ダンガンロンパZ 希望のライダーと悪夢のビデオ 作:ボルメテウスさん
医務室を出て一直線に向かったのは、百田が休んでいる部屋だった。
扉をノックすると、少し間があってから中から声が返った。
「……入っていいぜ、万津」
扉を開くと、そこにはベッドに腰かけた百田がいた。無理に明るく振る舞おうとしているのが分かる。けれど、その目の奥にはまだソムニウムでの恐怖と混乱が残っていた。
俺の姿を見るなり、百田は目を見開いた。
「おい……お前、起きて大丈夫なのか? ほとんど休んでねぇだろ。顔色だって——」
「大丈夫ですよ、百田君」
自然と、エージェント時代の癖が出る。口の端をわずかに上げ、いつもの“任務前の笑み”を浮かべていた。
百田は一瞬、言葉を飲み込んだように眉を寄せた。
「……なんだよ、その余裕そうな顔。さっきまでボロボロだったろ」
「まあ……そう見えたかもしれませんけど。今は平気です。ちゃんと立てます」
本当に、不思議なくらいに足はしっかり地に着いていた。あの絶望の残響が、もう俺を縛ってはいない。
百田は肩を落とし、ため息をついた。
「ったく……。心配したんだぞ。お前、倒れる時は派手なんだからよ」
「すみません。でも……安心してください。俺は行きます。必ずあなたを助けます」
言葉に迷いはなかった。
百田はしばらく俺を見つめ、それから弱く笑った。
「……なら、信じるぜ。お前は来るって、ずっと信じてたからよ」
その言葉に胸が熱くなる。だが今は、泣く時間じゃない。
俺はそっと拳を握りしめた。
「行きましょう、百田君。
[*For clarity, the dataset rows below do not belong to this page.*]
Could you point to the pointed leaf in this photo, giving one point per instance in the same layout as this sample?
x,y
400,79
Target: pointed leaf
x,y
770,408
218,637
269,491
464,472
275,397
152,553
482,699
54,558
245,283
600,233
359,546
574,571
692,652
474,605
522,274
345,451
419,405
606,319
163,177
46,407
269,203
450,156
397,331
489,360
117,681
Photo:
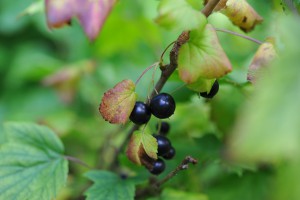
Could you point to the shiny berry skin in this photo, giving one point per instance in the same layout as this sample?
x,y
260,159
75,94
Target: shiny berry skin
x,y
158,167
164,128
214,90
162,105
164,145
170,154
141,113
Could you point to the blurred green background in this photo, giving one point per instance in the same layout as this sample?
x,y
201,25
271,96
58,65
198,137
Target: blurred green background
x,y
57,78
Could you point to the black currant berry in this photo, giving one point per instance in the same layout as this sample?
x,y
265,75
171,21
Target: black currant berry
x,y
163,143
214,90
164,128
158,167
162,105
141,113
170,154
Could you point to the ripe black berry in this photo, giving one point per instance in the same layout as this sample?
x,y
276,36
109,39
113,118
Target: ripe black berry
x,y
158,167
164,128
162,105
164,145
170,154
214,90
140,114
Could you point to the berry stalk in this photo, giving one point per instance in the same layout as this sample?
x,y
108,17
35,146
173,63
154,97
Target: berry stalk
x,y
166,72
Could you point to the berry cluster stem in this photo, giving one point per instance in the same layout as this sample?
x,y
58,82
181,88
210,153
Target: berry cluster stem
x,y
166,72
153,189
184,165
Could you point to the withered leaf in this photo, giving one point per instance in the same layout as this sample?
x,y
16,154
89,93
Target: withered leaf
x,y
202,57
117,103
142,148
91,14
201,85
240,13
263,56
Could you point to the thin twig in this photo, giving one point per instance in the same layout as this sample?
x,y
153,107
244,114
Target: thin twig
x,y
209,7
163,53
166,72
78,161
239,35
184,165
154,186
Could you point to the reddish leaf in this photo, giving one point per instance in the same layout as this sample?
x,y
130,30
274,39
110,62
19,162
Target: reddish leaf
x,y
117,103
142,148
91,14
264,55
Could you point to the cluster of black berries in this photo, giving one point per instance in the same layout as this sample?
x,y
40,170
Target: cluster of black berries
x,y
161,106
165,148
214,90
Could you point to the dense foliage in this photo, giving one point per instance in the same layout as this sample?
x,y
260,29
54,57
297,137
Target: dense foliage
x,y
241,131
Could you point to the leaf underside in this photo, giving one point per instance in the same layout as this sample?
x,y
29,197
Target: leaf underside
x,y
32,164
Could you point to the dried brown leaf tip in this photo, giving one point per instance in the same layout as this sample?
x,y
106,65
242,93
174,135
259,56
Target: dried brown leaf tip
x,y
91,14
117,103
263,56
240,13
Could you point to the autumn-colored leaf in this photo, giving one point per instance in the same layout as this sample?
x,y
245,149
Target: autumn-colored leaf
x,y
240,13
201,85
264,55
91,14
202,57
142,148
117,103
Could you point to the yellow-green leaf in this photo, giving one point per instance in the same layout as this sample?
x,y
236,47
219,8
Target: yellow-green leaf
x,y
179,15
201,85
264,55
117,103
202,56
141,146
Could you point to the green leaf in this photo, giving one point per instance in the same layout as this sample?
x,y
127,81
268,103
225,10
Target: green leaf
x,y
233,187
268,128
117,103
141,146
240,13
179,15
202,56
201,85
32,165
109,186
91,14
169,193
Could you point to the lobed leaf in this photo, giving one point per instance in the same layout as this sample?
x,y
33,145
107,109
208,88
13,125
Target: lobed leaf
x,y
91,14
32,165
202,57
117,103
109,186
142,147
240,13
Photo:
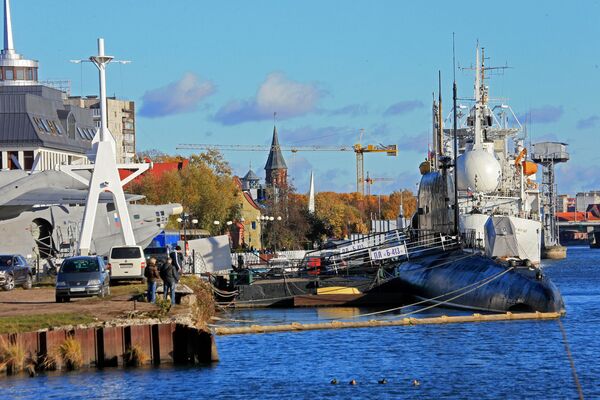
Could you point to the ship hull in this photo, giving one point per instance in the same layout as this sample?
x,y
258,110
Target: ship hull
x,y
475,282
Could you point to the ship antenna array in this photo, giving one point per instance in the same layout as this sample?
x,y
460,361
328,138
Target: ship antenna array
x,y
455,155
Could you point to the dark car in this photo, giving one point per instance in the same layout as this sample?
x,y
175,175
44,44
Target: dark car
x,y
82,277
15,271
160,253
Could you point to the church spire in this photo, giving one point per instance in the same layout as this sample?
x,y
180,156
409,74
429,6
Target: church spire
x,y
275,168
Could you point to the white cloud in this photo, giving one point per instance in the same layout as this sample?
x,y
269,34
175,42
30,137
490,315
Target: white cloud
x,y
181,96
276,94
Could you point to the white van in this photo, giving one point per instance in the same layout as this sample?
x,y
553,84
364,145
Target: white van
x,y
126,262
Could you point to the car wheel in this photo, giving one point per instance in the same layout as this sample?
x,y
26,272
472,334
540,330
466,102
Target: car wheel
x,y
10,283
28,282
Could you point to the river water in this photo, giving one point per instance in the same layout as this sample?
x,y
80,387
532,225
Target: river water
x,y
495,360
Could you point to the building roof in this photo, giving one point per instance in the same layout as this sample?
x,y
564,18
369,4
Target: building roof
x,y
157,169
245,193
250,176
275,160
35,116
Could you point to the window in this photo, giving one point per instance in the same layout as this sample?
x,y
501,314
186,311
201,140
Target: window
x,y
13,159
75,265
45,124
38,123
71,126
28,160
125,252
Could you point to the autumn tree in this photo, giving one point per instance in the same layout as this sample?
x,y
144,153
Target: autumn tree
x,y
204,188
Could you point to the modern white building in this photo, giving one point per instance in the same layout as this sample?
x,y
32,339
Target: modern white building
x,y
37,129
120,119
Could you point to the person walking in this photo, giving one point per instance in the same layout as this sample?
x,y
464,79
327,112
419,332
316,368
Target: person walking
x,y
177,260
152,277
170,278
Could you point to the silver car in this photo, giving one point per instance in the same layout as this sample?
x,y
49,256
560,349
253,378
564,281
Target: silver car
x,y
82,277
15,271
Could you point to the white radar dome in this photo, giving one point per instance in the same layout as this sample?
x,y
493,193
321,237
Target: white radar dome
x,y
478,171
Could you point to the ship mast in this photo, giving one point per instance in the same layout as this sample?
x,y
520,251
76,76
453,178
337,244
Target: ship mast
x,y
478,104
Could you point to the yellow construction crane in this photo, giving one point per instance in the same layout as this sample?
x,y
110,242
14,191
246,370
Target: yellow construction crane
x,y
370,181
360,150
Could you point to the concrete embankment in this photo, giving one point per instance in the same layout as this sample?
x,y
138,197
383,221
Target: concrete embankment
x,y
295,326
111,346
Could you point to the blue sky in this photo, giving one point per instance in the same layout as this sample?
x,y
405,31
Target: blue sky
x,y
214,72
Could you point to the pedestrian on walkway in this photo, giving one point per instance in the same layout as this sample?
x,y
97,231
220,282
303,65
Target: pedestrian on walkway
x,y
169,277
152,277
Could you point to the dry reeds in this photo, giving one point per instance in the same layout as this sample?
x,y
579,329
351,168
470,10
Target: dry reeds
x,y
135,356
71,354
12,356
204,307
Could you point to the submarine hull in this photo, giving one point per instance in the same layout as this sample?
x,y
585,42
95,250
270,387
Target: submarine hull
x,y
470,281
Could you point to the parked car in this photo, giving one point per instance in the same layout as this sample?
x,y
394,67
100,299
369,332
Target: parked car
x,y
160,253
126,262
82,276
15,271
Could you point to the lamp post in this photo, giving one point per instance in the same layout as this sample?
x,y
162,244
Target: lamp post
x,y
183,220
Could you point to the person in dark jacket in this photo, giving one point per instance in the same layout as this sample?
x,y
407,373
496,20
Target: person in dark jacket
x,y
169,277
177,260
152,277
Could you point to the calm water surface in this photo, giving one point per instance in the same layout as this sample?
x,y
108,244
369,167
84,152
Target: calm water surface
x,y
504,360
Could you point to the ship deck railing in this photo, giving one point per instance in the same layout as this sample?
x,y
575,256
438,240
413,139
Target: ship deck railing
x,y
377,250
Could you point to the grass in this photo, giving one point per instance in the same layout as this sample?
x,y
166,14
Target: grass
x,y
127,289
204,307
29,323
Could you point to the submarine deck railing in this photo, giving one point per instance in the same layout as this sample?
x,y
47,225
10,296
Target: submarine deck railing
x,y
378,250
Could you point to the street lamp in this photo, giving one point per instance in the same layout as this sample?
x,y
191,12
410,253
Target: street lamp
x,y
183,221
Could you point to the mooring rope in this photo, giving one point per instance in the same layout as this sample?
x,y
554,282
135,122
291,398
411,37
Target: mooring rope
x,y
570,356
483,282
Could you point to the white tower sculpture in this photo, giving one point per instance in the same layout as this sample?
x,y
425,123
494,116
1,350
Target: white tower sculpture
x,y
104,170
311,195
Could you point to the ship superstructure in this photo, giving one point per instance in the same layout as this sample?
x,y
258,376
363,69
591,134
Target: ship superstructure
x,y
498,197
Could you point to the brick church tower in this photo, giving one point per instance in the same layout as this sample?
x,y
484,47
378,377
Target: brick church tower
x,y
276,169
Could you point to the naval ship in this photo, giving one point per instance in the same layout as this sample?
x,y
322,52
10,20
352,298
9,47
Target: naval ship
x,y
493,212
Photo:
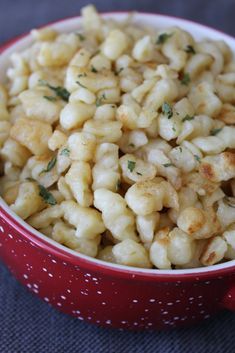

次は……絶対に負けません」
ゼッツドライバーの中央に手を添える。
深く息を吸い込み、己の迷いを完全に締め出す。
「MISSION——START」
ボタンを押した瞬間、視界が白く弾けた。
世界が反転し、音が、重力が、体の輪郭すらもほどけていく。
何度も経験した感覚だが、今日は違う。
胸の奥が静かに燃えている。
そして——落ちた。
次の瞬間、俺はソムニウム世界の虚空に立っていた。
重力が滅茶苦茶な空間。
宙に浮いた宇宙ステーション、割れた惑星模型。
漂い続ける破片の間を、光る“羽根”がゆっくりと舞っている。
その中心に——エンジェルナイトメアがいた。
ひび割れた天使の仮面。
内部からのぞく無機質な機械の眼。
背中の翼がゆっくりと羽ばたくたびに、周囲の破片がふわりと浮き上がった。
そしてもう一体。
暗い紫の残光を引きながら、宙に佇む黒い影。
その両眼は異様な冷たさを帯びている。
ノクスナイト——世島犀人。
あの男が、こちらを見て嗤った。
「来たか、万津獏……“また”俺の悪夢を覗きに」
エンジェルナイトメアが翼を広げ、ノクスナイトが武器を構える。
ここからが本番だ。
絶望が二つ、俺を待ち受けている。
——もう負けない。
俺はそう強く心の中で呟き、構えを取った。